Although im not 100% sure if it happens to Rezy's lobbies..

magge

It is unclear to me whether these sudden disconnects are related to background DDoS activity, or specifically targeted attacks, or unexpected bugs in FAF, or connection issues on the users side, or a combination of all of 'em.

I can offer to look into targeted DDoS cases, but to do so, I need specific logs and timestamps when it occurred.

To be clear: I will not be able to solve the issue, but perhaps together we can find a strategy, or can narrow it down.

Hopefully, the core issue will be resolved in the future - until then, if you have time to spare and want someone to look over your case, please create a moderation ticket in Discord and ping me.

Sainse

@magge said in DDoS and now something new again?:

but to do so, I need specific logs and timestamps when it occurred.

How can we provide it?
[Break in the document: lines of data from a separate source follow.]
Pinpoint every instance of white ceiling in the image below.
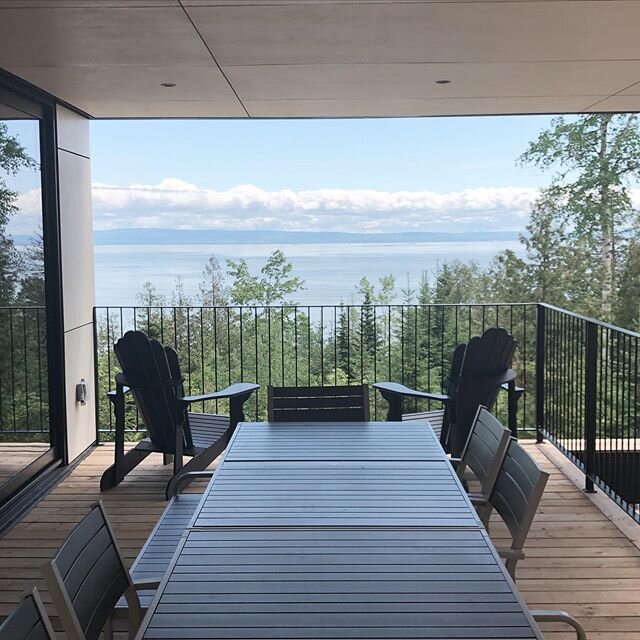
[0,0,640,118]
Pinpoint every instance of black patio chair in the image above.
[100,331,260,498]
[0,587,56,640]
[373,327,516,456]
[267,384,369,422]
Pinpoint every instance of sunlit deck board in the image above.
[0,445,640,640]
[0,442,50,486]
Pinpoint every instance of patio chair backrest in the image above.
[489,439,549,551]
[113,331,192,453]
[457,407,511,496]
[442,327,516,455]
[267,384,369,422]
[43,503,140,640]
[0,587,56,640]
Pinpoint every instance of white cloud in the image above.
[93,178,537,232]
[14,178,640,233]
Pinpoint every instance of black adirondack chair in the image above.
[373,327,519,456]
[100,331,260,497]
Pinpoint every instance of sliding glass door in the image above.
[0,88,61,505]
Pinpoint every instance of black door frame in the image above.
[0,69,69,510]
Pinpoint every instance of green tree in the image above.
[0,122,37,306]
[199,256,229,307]
[519,114,640,320]
[227,249,304,305]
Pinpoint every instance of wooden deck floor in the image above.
[0,444,640,640]
[0,442,50,486]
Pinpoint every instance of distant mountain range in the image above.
[94,229,518,245]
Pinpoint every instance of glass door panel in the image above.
[0,93,55,503]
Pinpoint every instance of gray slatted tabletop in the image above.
[225,422,445,462]
[192,459,480,528]
[138,528,542,640]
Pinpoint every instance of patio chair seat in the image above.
[100,331,259,499]
[373,327,516,457]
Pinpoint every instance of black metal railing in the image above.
[0,307,49,441]
[95,304,640,522]
[536,305,640,522]
[95,304,535,439]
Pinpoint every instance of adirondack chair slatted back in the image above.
[458,407,511,496]
[43,504,139,640]
[443,327,516,455]
[267,384,369,422]
[0,588,56,640]
[489,439,549,551]
[440,342,467,448]
[114,331,184,453]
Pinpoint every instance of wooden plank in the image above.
[0,444,640,640]
[225,422,445,462]
[193,460,480,528]
[139,528,541,640]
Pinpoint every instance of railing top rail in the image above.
[0,304,46,311]
[94,302,537,311]
[538,302,640,338]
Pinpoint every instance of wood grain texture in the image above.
[194,462,480,527]
[0,444,640,640]
[225,422,445,462]
[140,528,538,640]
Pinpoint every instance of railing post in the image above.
[536,304,547,443]
[93,307,102,444]
[584,322,598,493]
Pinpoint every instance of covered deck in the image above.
[0,443,640,640]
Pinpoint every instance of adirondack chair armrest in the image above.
[529,609,587,640]
[500,382,526,395]
[169,471,213,498]
[131,578,162,591]
[107,387,131,399]
[180,382,260,404]
[494,369,518,389]
[373,382,452,402]
[467,491,489,507]
[496,547,524,560]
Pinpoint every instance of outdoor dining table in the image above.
[137,422,542,640]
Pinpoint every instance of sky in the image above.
[86,117,550,233]
[12,116,640,233]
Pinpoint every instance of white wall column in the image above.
[57,106,96,462]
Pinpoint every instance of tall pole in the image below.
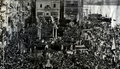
[78,0,83,26]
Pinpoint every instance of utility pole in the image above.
[78,0,83,26]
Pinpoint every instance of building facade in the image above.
[36,0,60,20]
[64,0,83,20]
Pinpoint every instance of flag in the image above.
[111,38,116,50]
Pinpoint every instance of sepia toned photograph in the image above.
[0,0,120,69]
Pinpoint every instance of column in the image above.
[53,27,55,38]
[55,28,57,39]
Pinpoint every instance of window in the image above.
[46,13,49,15]
[40,4,42,8]
[53,4,56,8]
[37,12,43,15]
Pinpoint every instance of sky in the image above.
[83,0,120,5]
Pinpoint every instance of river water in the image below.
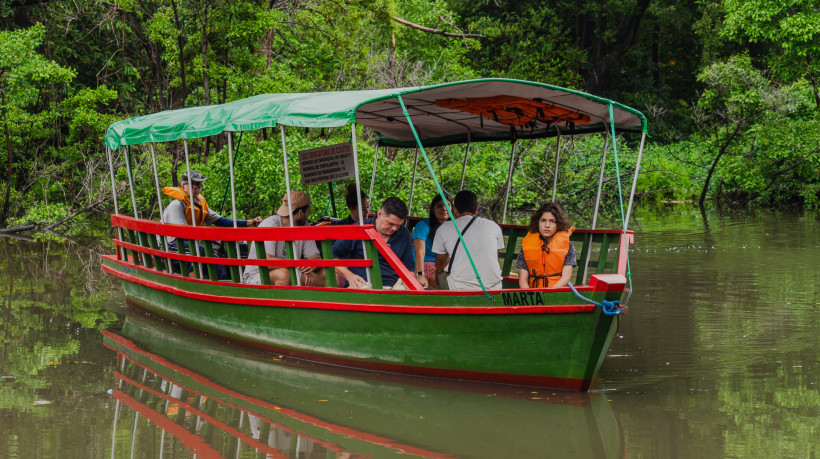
[0,206,820,458]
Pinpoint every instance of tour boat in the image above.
[103,311,626,458]
[103,79,646,391]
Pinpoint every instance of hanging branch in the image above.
[393,16,487,38]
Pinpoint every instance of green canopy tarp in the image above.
[105,79,646,150]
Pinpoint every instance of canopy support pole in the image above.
[407,148,419,215]
[501,139,515,224]
[552,128,561,202]
[581,132,609,285]
[458,130,470,191]
[279,124,302,286]
[183,139,205,279]
[125,147,140,219]
[368,145,378,202]
[105,147,126,260]
[106,400,120,459]
[396,94,495,302]
[609,101,632,294]
[223,132,245,282]
[350,123,372,288]
[131,411,140,459]
[148,142,174,274]
[624,132,646,230]
[125,147,145,263]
Is there a need to enable specific log settings in the client?

magge

The FAF-related logs would include the game log, IRC log, and ICE log with the exact timestamps when the issue occurred.

Additional helpful logs would be from network diagnostic tools, network/router and/or firewall logs. These are more user/system/environment-specific and need to be handled individually in the ticket itself.

All these (additional) logs may probably beyond the scope of the average user to know about, but I will try to keep the instructions as simple as possible to help find this information.

Sainse

@magge

There are many log options in client that are disabled be default. For a guideline one would not only need to specify where to find them, but also which bars to enable to begin with. Should log be DEBUG or TRACE? I don't see IRC log option here, am I missing anything?

Thorkan

Who are the people who have access to players IP?

xirsys.com
...
...

Thorkan

I got DDoS'd the first and only time when I clicked on this guys link. Ever since my internet recovered I seem to be the laggy one in games. I think he was farming our IP's as soon as we open his randomly generated cat girl links. The DDoS happened exactly after the game finished. Replay: #25421055

1. How can I see who the host of this game was?
2. How can I see past DM conversation with him in FAF? That's where the link is that he sent me, after which I got DDoS'd and never recovered fully to have smooth games again.